God, I want more. I want to love, cry, smile. I want to be a radical. I want to pray. I want to sweat blood. I want to feel. I want intimacy. I want passion. I want power, resurrection power. I want to see You. I want to touch Heaven. I want to hurt, to suffer. I want to walk, run, and fly. I want to scream. I want to rejoice. I want to laugh till I ache. I want to ache. I want to care. I want to be in the rebellion. I want to lead the rebellion. I want to be the rebellion. I want to live with reckless abandon. I want to be astonished and afraid. I want to dream. I want to see visions. I want to hear the clatter of dry bones coming together. I want good friends. I want to love my enemies. I want holiness. I want to experience the sacred, the divine. I want to hallow Your name. I want to walk on water. I want to dance on water. I want to touch the sick, I want to experience their pain, I want to heal them. I want truth. I want to be set free. I want to be hungry, and I want to be full. I want the Spirit. I want to drink the Spirit. I want to be falling down drunk on the Spirit. I want guidance, direction, discernment, wisdom. I want to be a warrior. I want to never look back, turn back, or go back. I want to attack. I want to cause trouble. I want to induce fear. I want to turn the world upside down. I want to pour myself out and pour myself into today like there’s no tomorrow. I want to be comforted. I want to thirst for righteousness. I want to be an agent of justice. I want to shine. I want to blaze. I want to bathe in grace. I want beauty from my ashes. I want to seek first the Kingdom, I want to bring the Kingdom, I want the Kingdom to fill me up and spill out of me. I want to carry the cross till my legs burn and my shoulder bleeds. I want to see that the tomb is empty. I want Jesus. Lifted up, easy to see, leading my life, overwhelming my life with His life. I want Jesus. I want Jesus.

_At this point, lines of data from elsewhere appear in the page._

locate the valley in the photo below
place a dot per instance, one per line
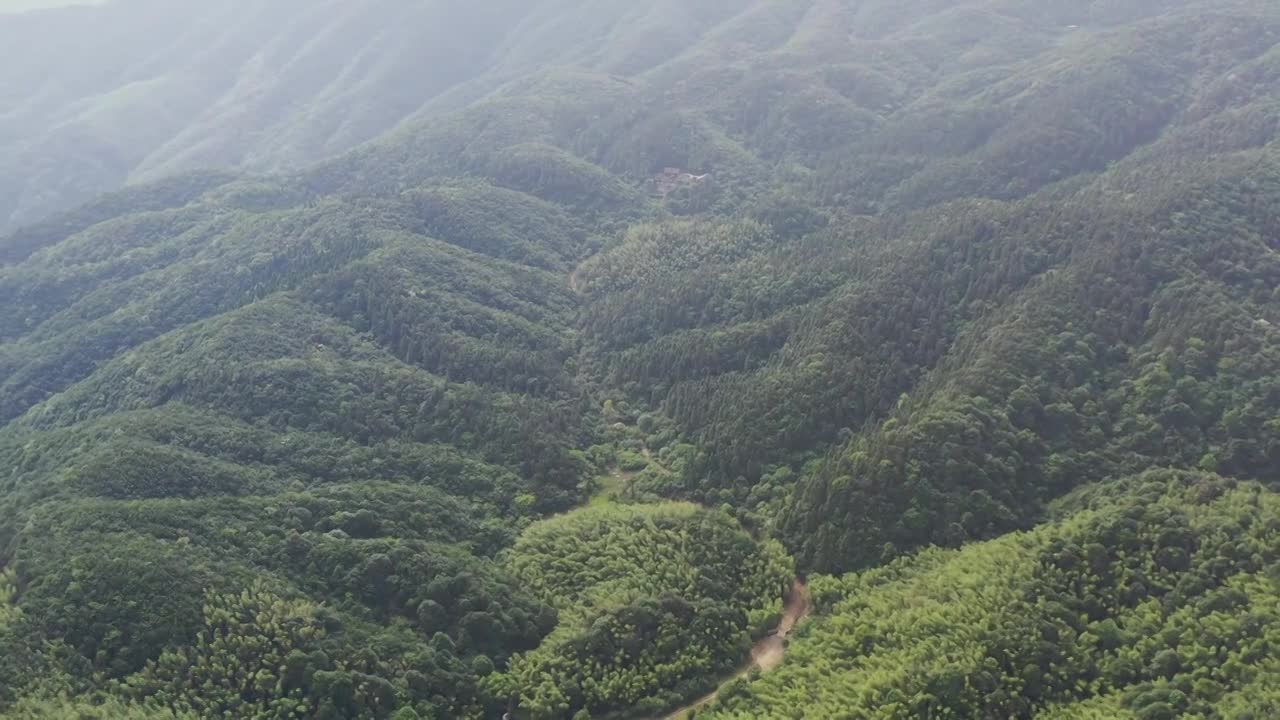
(353, 364)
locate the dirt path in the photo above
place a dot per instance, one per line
(767, 654)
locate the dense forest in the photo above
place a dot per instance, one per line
(394, 376)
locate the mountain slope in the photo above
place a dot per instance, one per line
(949, 264)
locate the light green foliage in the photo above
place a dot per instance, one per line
(653, 600)
(91, 709)
(950, 263)
(9, 613)
(1153, 592)
(241, 661)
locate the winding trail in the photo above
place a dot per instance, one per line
(767, 654)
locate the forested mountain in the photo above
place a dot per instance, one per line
(406, 382)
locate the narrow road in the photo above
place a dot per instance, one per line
(767, 654)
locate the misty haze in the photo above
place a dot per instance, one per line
(616, 360)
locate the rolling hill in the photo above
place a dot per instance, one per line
(976, 313)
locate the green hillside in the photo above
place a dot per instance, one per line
(420, 396)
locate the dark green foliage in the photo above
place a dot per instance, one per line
(307, 445)
(653, 601)
(1150, 597)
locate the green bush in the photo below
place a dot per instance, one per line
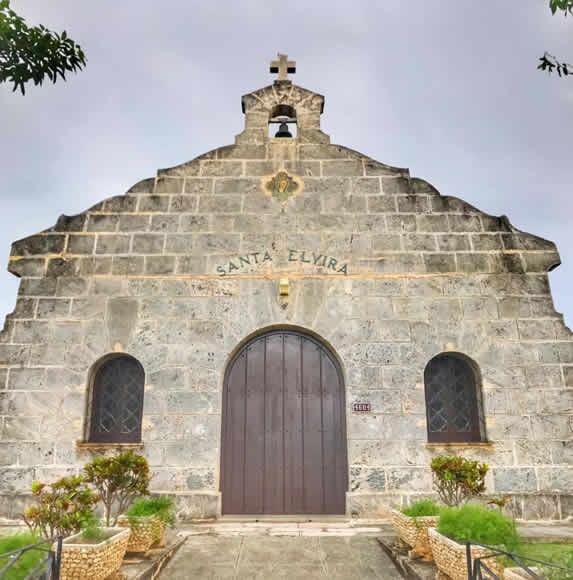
(159, 505)
(61, 507)
(422, 508)
(473, 522)
(119, 480)
(457, 479)
(27, 562)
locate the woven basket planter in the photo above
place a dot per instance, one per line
(94, 561)
(413, 531)
(145, 531)
(450, 557)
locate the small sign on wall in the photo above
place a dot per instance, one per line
(361, 407)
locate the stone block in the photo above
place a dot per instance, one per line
(409, 203)
(439, 262)
(217, 243)
(556, 479)
(14, 354)
(134, 223)
(168, 185)
(382, 204)
(127, 265)
(164, 223)
(465, 223)
(95, 265)
(419, 242)
(153, 203)
(349, 167)
(16, 479)
(112, 244)
(199, 479)
(367, 479)
(37, 287)
(220, 204)
(197, 506)
(365, 185)
(81, 244)
(529, 452)
(221, 168)
(148, 243)
(102, 222)
(70, 287)
(483, 308)
(39, 244)
(401, 223)
(186, 402)
(557, 427)
(53, 308)
(453, 243)
(394, 185)
(536, 329)
(409, 479)
(514, 479)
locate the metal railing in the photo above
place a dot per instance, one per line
(479, 570)
(48, 568)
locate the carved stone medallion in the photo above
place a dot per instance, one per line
(282, 186)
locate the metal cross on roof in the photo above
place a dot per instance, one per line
(283, 67)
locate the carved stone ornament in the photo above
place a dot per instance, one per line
(282, 186)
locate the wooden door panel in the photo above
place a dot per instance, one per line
(283, 434)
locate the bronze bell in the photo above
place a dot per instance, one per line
(283, 131)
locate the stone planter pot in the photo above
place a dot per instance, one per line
(413, 531)
(81, 560)
(450, 557)
(145, 531)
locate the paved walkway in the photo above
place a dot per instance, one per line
(263, 557)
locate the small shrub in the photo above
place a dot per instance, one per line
(25, 563)
(422, 508)
(473, 522)
(91, 529)
(62, 507)
(119, 480)
(457, 479)
(161, 506)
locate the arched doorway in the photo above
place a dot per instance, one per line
(284, 428)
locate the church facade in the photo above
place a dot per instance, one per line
(284, 326)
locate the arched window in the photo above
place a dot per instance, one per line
(453, 400)
(117, 400)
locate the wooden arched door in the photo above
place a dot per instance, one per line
(284, 428)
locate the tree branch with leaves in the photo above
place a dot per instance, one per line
(548, 62)
(33, 53)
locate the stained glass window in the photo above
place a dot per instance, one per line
(453, 400)
(117, 401)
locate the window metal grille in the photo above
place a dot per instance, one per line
(452, 400)
(117, 402)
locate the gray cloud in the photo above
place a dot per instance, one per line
(449, 90)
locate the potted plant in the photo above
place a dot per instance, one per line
(119, 480)
(412, 523)
(458, 479)
(471, 522)
(147, 518)
(61, 507)
(94, 553)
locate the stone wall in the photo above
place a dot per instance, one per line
(149, 273)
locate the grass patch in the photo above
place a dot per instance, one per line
(26, 563)
(422, 508)
(560, 554)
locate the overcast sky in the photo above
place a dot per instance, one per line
(447, 88)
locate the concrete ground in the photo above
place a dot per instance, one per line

Thanks, Vince! I want that too. Thanks for being someone who can help show me the way.

My Life Prayer


Yesterday I made a post about how God is a stripper, meaning that He strips things out of our life to make us more usable for Him. I’ve been going through some trying times in my life recently, and amidst all of the frustration and questions of “Why, God?” it was as if God said to me, “Jeremy, it’s because you’ve been praying for it! I’m only answering your prayers.”

You see, one of my prayers while in seminary has been for God to make me into the kind of person He can use to reach the kind of people that many churches cannot or will not reach. More on that in future posts…  I guess that to make me into that kind of person, God has has to strip me of some things.

So the anwer to “Why God?” is “He’s answering my prayers.” 

In fact, He’s answering my “life prayer.” The prayer of my life is not found in the Bible. Oh sure, I pray the prayers in the Bible, and I pray Scripture, but the prayer I pray most frequently was penned by my favorite poet, John Donne. If I had realized how painful the answer to this prayer would be, I’m not sure I would have ever started praying it. 

Anyway, here is my prayer, as prayed first by John Donne in Holy Sonnet XIV.

Holy Sonnet XIV 

Batter my heart, three-personed God; for, you
As yet but knock, breathe, shine, and seek to mend;
That I may rise, and stand, overthrow me, and bend
Your force, to break, blow, burn and make me new.
I, like an usurped town, to another due,
Labour to admit you, but Oh, to no end,
Reason your viceroy in me, me should defend,
But is captive, and proves weak or untrue.
Yet dearly I love you, and would be loved fain,
But am betrothed unto your enemy:
Divorce me, untie, or break that knot again,
Take me to you, imprison me, for I
Except you enthrall me, never shall be free,
Nor ever chaste, except you ravish me.